Разошлись утром, когда уже пошли трамваи. Разошлись, вымотанные глупыми и бесполезными спорами, но не уступив друг другу.

То был последний приезд с Севера сдавать экзамен. Заканчивалось его пребывание в этом краю, и через полгода они поженились. Ему было двадцать пять, ей двадцать три, ему еще предстояло учиться почти два года, она заканчивала педагогический институт и должна была стать учительницей математики и физики. Появилась семья.

Любил ли он ее тогда? Да, конечно, но в их жизни не было лада. И не только потому, что быт их не был устроен, жили сначала в разных общежитиях, а потом им дали крохотную комнату в бараке, без водопровода и канализации. Нет, не потому, тогда, после войны, жили почти все так же трудно. А потому, что были они разными людьми и тяжело притирались их характеры.

Он и домой долго не вез молодую жену, потому что боялся огорчить родителей семейным «раздраем», как он говорил сам. Иван ждал от Маши, да и от себя, перемен в их взаимоотношениях, вот родится ребенок, вот пообомнет ее семейная жизнь, и станет она податливее, да и он сам как-то приноровится к ее колючему характеру.

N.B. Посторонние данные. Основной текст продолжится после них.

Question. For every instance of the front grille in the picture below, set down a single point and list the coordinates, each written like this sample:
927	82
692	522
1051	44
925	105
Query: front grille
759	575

Но и после рождения Михаила их «сближение» и «притирка» шли так тяжело и так медленно, что и он и она часто впадали в отчаяние. Если бы не было сына, если бы он не взял на себя часть их неуемной энергии в вечных спорах друг с другом, в постоянном стремлении каждого взять верх, они не смогли бы ужиться под одной крышей и, конечно бы, разошлись.

Но сын, к которому они привязались сразу и который отобрал их любовь друг к другу себе, удержал их.

В семье создалась какая-то трудно объяснимая ситуация. С появлением сына они как будто стали меньше зависеть один от другого, хотя, казалось, все должно быть наоборот — появилась общая ответственность, общие заботы, наконец общий долг перед человеком, который требует внимания. А у них с Машей выходило, что они с появлением сына будто вернули друг другу долг и теперь были свободны от взятых на себя обязательств. Этим долгом был третий человек в их семье. Но так как его нельзя было разделить, они не могли разойтись.

Многие годы совместной жизни Иван Иванович не знал, благо ли, что они не разошлись? Часто ему казалось — не благо, уж слишком круто заварилась их семейная жизнь, до того круто, что они, случалось, на недели и месяцы порывали все взаимоотношения.

Однажды в одной из ссор Иван Иванович не сдержался и ударил жену, и это вызвало такой взрыв ее ярости, что он, человек не трусливый по природе и видевший в своей жизни всякое, испугался. После этой дикой и, как он сам считал, постыдной для него сцены Маша, дрожа всем телом, сказала ему:

— Если ты еще раз ударишь меня, то я ночью зарежу тебя, а сама повешусь…

Иван Иванович испугался не за свою жизнь, а за Машу. Он знал, что это не угроза. Маша не контролирует свои поступки и может натворить бог знает что. И Иванов отказался от мысли о разводе с женой. «Ее дурной характер теперь уже не изменишь, — рассуждал он, — но надо хотя бы подождать, пока подрастет сын».